As a child, I was mesmerised by silent movies of the 20s and 30s. What I loved was how the absence of dialogue allowed the viewer to project their own fantasies upon the characters. To this end, I never speak on stage; my dialogue with my audience is entirely visual, except for the odd sigh or yelp. So I fancied finding a voice through my novel. I wasn't after a serious literary tome yet; I chose to write a "bonkbuster" because I loved the tongue-in-cheekiness of it, since that camp element is always present in my stage shows. I love the genre's cartoonish heroes and villains, the pace, the Dynasty-esque glamour: private jets, sex, scandal, intrigue, catfights, dangerous liaisons. I had no shortage of inspiration.
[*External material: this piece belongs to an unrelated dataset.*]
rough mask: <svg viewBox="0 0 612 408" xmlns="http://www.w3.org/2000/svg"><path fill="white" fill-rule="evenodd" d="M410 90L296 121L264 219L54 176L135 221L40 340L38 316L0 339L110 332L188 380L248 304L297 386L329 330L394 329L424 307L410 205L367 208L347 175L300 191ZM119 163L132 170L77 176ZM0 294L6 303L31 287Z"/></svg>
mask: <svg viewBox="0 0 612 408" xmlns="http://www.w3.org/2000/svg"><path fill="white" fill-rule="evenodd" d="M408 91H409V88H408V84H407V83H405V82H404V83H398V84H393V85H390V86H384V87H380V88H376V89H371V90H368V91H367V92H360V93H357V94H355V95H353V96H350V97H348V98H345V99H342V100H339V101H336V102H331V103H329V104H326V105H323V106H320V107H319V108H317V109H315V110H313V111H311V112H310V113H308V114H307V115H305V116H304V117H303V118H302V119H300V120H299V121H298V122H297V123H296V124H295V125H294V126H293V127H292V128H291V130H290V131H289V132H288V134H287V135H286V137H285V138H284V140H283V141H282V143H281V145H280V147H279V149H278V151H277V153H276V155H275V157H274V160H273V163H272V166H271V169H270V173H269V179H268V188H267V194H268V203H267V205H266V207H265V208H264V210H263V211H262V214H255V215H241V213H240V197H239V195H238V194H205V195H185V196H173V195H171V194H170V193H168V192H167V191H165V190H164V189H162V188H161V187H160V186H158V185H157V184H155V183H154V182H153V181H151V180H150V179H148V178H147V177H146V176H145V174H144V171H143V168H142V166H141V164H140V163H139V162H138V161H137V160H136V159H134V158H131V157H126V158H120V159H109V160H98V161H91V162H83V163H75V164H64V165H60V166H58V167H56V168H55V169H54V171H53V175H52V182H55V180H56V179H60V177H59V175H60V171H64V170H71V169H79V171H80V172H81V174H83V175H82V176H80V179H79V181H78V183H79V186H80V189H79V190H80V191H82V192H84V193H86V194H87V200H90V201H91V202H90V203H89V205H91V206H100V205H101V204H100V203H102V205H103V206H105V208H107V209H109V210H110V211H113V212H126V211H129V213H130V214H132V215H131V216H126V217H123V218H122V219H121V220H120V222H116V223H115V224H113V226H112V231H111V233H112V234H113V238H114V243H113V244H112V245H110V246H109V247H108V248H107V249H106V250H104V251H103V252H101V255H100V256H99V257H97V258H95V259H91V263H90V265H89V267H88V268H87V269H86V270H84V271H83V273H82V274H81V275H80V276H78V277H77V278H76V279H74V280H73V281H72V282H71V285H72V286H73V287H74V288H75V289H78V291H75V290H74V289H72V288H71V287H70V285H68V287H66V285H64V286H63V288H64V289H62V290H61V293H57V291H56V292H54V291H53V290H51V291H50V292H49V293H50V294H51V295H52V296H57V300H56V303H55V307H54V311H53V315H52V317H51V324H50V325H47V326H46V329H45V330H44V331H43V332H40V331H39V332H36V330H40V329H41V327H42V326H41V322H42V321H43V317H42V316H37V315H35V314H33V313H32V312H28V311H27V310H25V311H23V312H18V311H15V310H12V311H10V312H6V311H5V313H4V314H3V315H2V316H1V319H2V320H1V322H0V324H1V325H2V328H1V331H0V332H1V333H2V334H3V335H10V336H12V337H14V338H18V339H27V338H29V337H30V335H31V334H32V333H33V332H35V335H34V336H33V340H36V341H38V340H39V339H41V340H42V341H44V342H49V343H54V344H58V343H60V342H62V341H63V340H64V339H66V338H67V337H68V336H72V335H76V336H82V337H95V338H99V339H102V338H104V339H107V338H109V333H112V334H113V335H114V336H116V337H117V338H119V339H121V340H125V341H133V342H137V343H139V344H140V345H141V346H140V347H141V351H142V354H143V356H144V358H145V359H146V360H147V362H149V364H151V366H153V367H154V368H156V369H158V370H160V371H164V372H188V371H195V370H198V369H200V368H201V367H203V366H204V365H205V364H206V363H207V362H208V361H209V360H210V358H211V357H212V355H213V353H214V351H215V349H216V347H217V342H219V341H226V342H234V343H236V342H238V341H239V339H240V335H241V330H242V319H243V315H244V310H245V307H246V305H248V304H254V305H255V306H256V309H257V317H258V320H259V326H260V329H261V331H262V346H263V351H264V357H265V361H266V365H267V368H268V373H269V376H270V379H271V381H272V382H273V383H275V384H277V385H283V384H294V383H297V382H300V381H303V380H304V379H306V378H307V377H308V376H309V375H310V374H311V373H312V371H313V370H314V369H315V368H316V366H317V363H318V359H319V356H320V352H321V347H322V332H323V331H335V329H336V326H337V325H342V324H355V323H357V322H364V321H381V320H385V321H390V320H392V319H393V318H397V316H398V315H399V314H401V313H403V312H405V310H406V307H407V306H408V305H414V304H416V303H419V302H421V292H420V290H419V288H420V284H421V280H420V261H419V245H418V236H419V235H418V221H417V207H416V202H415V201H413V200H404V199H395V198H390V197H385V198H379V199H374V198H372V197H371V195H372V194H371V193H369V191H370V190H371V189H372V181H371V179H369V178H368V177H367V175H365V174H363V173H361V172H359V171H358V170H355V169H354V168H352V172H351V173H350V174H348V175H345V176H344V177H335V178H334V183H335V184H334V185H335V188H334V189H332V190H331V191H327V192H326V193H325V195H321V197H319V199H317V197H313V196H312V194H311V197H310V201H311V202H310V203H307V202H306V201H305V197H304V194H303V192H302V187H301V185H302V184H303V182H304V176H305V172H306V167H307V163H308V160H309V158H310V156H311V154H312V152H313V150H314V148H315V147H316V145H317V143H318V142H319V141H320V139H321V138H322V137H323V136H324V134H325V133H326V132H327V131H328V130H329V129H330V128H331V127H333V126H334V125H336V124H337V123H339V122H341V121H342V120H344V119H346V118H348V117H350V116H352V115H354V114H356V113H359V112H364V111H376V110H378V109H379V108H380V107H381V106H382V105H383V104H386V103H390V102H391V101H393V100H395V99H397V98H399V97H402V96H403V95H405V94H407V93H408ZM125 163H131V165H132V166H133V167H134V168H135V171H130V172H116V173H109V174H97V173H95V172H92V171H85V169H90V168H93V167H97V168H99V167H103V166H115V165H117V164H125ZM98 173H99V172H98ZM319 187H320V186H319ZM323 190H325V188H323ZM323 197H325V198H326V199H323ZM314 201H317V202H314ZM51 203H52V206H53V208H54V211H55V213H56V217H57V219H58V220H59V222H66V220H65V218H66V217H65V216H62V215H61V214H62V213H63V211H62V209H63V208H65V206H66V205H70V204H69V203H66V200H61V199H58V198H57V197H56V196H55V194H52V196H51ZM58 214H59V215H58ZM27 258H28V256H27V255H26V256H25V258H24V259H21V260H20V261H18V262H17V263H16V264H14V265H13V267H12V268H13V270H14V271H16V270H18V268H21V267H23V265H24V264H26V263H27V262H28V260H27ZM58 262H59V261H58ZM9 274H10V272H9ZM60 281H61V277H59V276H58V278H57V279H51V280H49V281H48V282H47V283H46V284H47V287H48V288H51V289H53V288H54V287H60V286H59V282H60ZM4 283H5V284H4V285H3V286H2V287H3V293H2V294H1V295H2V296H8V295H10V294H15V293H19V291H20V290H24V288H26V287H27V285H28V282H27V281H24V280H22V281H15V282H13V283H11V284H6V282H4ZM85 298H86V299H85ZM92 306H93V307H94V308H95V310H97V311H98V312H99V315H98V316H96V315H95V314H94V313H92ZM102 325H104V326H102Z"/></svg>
In between shows, I sketched out two novels. I wanted the second to be a follow up to Tease – I am calling it Strip (of course). I filled those hours when I was on a plane or settled in my dressing room after a sound check. I suppose I let my working surroundings seep on to the page. I got to know my characters and created eccentric, dramatic little life stories for each of them. I let the hubbub of the real lifestyle lay its roots in the story. Yet when it came to the bulk of the text, I decamped to my house in south-west France. I envisaged my readers enjoying the novel on holiday, under the sun, or in a candle-lit bath with a glass of champagne – so I wanted to put myself there instead of in my dressing room. I also wanted to avoid real people making it into the fiction. Writing a novel was a bit like living in a parallel world; each morning I would look forward to what my characters were going to do that day.
On stage, what the audience sees is the tip of a very large iceberg. One 10-minute act can take around a year to create, from concept to research, with the designing and commissioning of props and costume, the music scores, choreography and rehearsing before it is ready to unveil. My costumiers alone hail from London, Paris, Vegas and New York. And then there is a production team to get the show on. Yet when I wrote my novel, my fantasy world unfolded right there on my laptop in front of me with just the tap of my bright red talons on the keyboard. I could decide whether or not I felt like killing off my villain yet – and then change my mind the next day. I could sit in my room and make my crazy worlds appear instantly in words.
There were no frantic fittings, prop prototypes, exhausting rehearsals, extortionate expenses, hours in the gym, heavy costumes that feel like medieval torture devices yet have to look light as a feather. I let Tiger Starr do all that in my place for a few months – and I also gave her a cupboard full of skeletons, a host of alpha males and bitchy vixens, as much sex as scandal, and decided to reward her with true love.